More About the Idea that Education Must be Used in a Career
This is the first time I’ve seen a woman actually agree with Linda Hirshman. (Some of my past reaction to Hirshman can be found here.) The focus this time is on women who get advanced degrees in law, medicine, and business from the best schools, and then drop out of the work force, and “waste their educations.” Supposedly middle-class women who have to go to less-elite schools and pay their own way are jealous of them, and supposedly society is getting cheated.
I guess one benefit for these women (and society) is that the degrees serve as insurance, in case they have to earn a living for themselves later on. I don’t agree that we need to aggressively pursue a return on the money that went into subsidizing these degrees (wherever it comes from). Even a rich student will have invested a substantial amount of their own time and effort to get the degree, and will probably end up using it in one way or another. Just because a woman is taking time out to raise children, doesn’t mean that she won’t be working later. Law, business, and medicine are fields where it’s difficult to balance professional practice with child-rearing, because of the long working hours, but also they are relatively easy to drop out of for a while, and then re-enter later on.

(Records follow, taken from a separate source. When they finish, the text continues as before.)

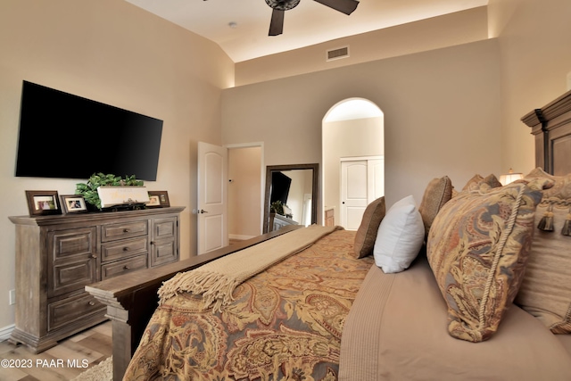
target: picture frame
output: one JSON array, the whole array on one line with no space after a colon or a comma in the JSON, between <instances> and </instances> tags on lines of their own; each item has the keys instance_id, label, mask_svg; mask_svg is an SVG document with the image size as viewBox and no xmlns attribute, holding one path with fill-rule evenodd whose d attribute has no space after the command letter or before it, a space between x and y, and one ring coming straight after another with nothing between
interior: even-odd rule
<instances>
[{"instance_id":1,"label":"picture frame","mask_svg":"<svg viewBox=\"0 0 571 381\"><path fill-rule=\"evenodd\" d=\"M62 209L66 214L87 212L87 205L83 195L62 195L60 198L62 200Z\"/></svg>"},{"instance_id":2,"label":"picture frame","mask_svg":"<svg viewBox=\"0 0 571 381\"><path fill-rule=\"evenodd\" d=\"M26 199L30 216L62 214L57 191L26 191Z\"/></svg>"},{"instance_id":3,"label":"picture frame","mask_svg":"<svg viewBox=\"0 0 571 381\"><path fill-rule=\"evenodd\" d=\"M167 191L149 191L148 208L168 208L170 206Z\"/></svg>"}]
</instances>

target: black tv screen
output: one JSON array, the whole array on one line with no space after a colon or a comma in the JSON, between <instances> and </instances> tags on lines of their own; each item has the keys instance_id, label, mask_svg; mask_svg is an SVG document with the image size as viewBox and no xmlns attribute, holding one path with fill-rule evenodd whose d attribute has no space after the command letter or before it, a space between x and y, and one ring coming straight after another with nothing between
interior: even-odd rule
<instances>
[{"instance_id":1,"label":"black tv screen","mask_svg":"<svg viewBox=\"0 0 571 381\"><path fill-rule=\"evenodd\" d=\"M162 120L24 81L16 176L157 178Z\"/></svg>"}]
</instances>

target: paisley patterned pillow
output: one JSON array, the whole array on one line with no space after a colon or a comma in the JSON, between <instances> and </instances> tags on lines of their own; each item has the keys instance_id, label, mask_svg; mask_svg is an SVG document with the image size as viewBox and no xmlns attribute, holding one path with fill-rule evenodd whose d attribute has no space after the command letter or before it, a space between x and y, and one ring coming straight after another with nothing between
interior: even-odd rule
<instances>
[{"instance_id":1,"label":"paisley patterned pillow","mask_svg":"<svg viewBox=\"0 0 571 381\"><path fill-rule=\"evenodd\" d=\"M501 186L501 183L500 182L500 180L498 180L498 178L496 178L495 175L493 174L490 174L485 178L483 178L482 176L476 174L472 178L468 180L468 183L466 183L462 190L463 191L478 190L481 186L488 186L492 188L497 188Z\"/></svg>"},{"instance_id":2,"label":"paisley patterned pillow","mask_svg":"<svg viewBox=\"0 0 571 381\"><path fill-rule=\"evenodd\" d=\"M477 343L498 329L522 281L542 188L539 180L480 185L434 219L426 255L448 304L451 335Z\"/></svg>"},{"instance_id":3,"label":"paisley patterned pillow","mask_svg":"<svg viewBox=\"0 0 571 381\"><path fill-rule=\"evenodd\" d=\"M549 178L555 183L553 187L543 191L543 198L535 211L534 242L515 302L554 334L571 334L571 236L563 231L571 217L571 174L551 176L537 168L525 178ZM553 230L543 231L537 226L550 206Z\"/></svg>"}]
</instances>

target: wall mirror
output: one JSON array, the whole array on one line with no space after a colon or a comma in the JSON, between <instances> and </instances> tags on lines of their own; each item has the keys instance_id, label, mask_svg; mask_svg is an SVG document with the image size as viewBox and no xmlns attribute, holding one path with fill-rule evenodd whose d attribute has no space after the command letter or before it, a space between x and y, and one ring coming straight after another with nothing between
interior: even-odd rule
<instances>
[{"instance_id":1,"label":"wall mirror","mask_svg":"<svg viewBox=\"0 0 571 381\"><path fill-rule=\"evenodd\" d=\"M317 223L319 166L316 163L266 167L264 233L272 231L275 226ZM270 210L276 201L286 206L285 215Z\"/></svg>"}]
</instances>

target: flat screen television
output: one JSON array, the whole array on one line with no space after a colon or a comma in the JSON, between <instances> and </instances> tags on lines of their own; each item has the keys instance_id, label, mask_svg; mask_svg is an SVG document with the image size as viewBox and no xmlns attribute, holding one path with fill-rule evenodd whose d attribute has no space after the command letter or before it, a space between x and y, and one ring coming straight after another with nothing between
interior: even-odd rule
<instances>
[{"instance_id":1,"label":"flat screen television","mask_svg":"<svg viewBox=\"0 0 571 381\"><path fill-rule=\"evenodd\" d=\"M23 81L17 177L154 181L162 120Z\"/></svg>"}]
</instances>

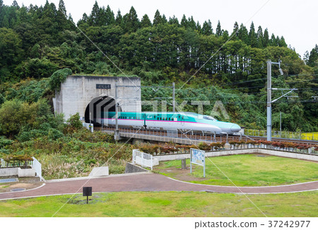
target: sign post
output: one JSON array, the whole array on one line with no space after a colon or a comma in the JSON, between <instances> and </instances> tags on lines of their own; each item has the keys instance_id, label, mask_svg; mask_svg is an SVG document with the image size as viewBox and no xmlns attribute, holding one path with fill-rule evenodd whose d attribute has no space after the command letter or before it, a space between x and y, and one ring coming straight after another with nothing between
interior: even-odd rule
<instances>
[{"instance_id":1,"label":"sign post","mask_svg":"<svg viewBox=\"0 0 318 230\"><path fill-rule=\"evenodd\" d=\"M87 197L86 204L88 204L88 197L92 196L92 187L83 187L83 196Z\"/></svg>"},{"instance_id":2,"label":"sign post","mask_svg":"<svg viewBox=\"0 0 318 230\"><path fill-rule=\"evenodd\" d=\"M190 173L192 173L192 163L204 166L204 178L206 177L206 151L204 150L190 149Z\"/></svg>"}]
</instances>

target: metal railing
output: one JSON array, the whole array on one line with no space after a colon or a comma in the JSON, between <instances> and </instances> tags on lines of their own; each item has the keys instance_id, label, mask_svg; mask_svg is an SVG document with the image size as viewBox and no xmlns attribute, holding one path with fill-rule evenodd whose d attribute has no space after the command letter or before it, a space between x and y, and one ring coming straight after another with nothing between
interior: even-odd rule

Middle-class women get subsidies, too–I had scholarships at my college (partially from the state) that added up to full tuition. Then in graduate school I had a fellowship and a research assistantship–tuition plus a stipend. It’s only for my current degree program that I’ve had to pay for my schooling. I did fine competing academically against women from richer families, although they’ve always had the advantage over me in social skills. Smart, talented women, of whatever class, tend to find worthwhile things to do–if one door if closed, there’s always another.
At the other end of things, what about making welfare benefits partially contigent on having or getting a high school diploma or G.E.D.? That might actually do some good.